I do agree that time will tell in terms of how far KO will go. Many young skaters can do well with no pressure but then when the pressure hits can they maintain the forward momentum? A few years back I brought this up when Brezina was 4th @ worlds. Has been backwards since although he's clearly talented.
There are some differences here though. And it's in the head. So many skaters are headcases which means they will be up and down regularly (e.g. Czisny, Abbott and most Canadian skaters). There have been so few Canadian entries in any discipline who have had to 'learn' to compete (and perform). The few who come to mind are Stojko, Browning and V/M. I'm sure there are others but it's a lot of work to figure out who they are. KO is one of them which bodes very well for the future. She just needs to pass the test of skating well with expectations -- which will be the period from worlds this coming year through the end of next year. If she survives then, people, look out. We'll have a star on our hands.
As for MT/M they have been very consistent (I don't mean fully clean...but close enough) except for the LP at nationals last year. I'm very sure that will be a one-off and you'll see them challenge D/R for the national title.
I realize it's hard to advocate 7s for some PCS marks for a 16 year old. But I'm sorry, questioning KO's IN score is laughable. She projects to the audience -- even flirts with them, she uses every note when she skates and she has clear engagement of her entire body (esp her head and face) in the music and choreo. No one else at SC could say that except Suzuki and to an extent Murakami. Plus she had many many nuanced highlights to the music using variety of movements and positions. I'd be curious to understand where you think she was inferior using the rulebook as your guide. Get yourselves mentally prepared because I'm expecting to see 8s by this time next year.
PS I will admit I want Suzuki to win worlds and she's by far my favorite Japanese lady. She skates with effortless speed and attack which is intoxicating, especially live. But if you want to you can start picking apart her SS to see where she's leaving points in the table. #1 you want to talk about bent-over stroking, here's your poster child. #2 in her LP when she's skating clockwise she's backwards, but when she's counter-clockwise, she's forwards, which means she's almost always on an inside edge between elements. Most Canadian skaters like Kaetlyn are taught and choreographed to demonstrate multi directional skating on one foot using all edges. That's a huge huge part of the SS mark.

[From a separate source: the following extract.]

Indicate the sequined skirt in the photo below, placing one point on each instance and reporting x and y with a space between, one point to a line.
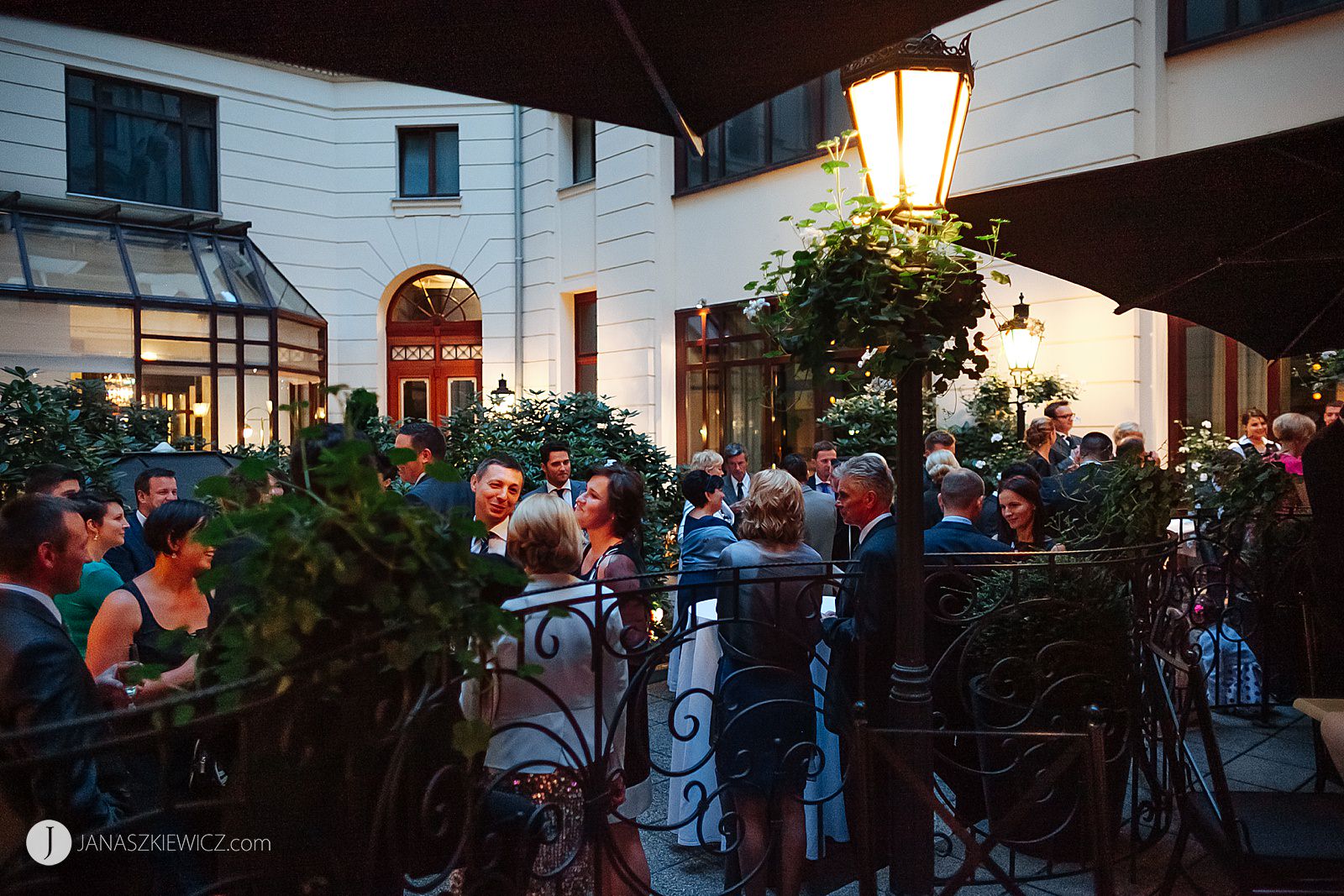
564 864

Net net if we all started looking more closely like the judges have to, we'll find that what seems so obvious at first becomes a little less clear.
This is the interview. http://www.youtube.com/watch?v=zDos1zMSIVE&feature=plcp
What I love about Osmond is how she is able to skate in the moment. Her choreography, though detailed, has a fresh and spontaneous quality (as if she is responding to the music for the first time). So many other skaters look like they are constantly thinking through their programs, losing that immediate connection to the choreography and with the audience.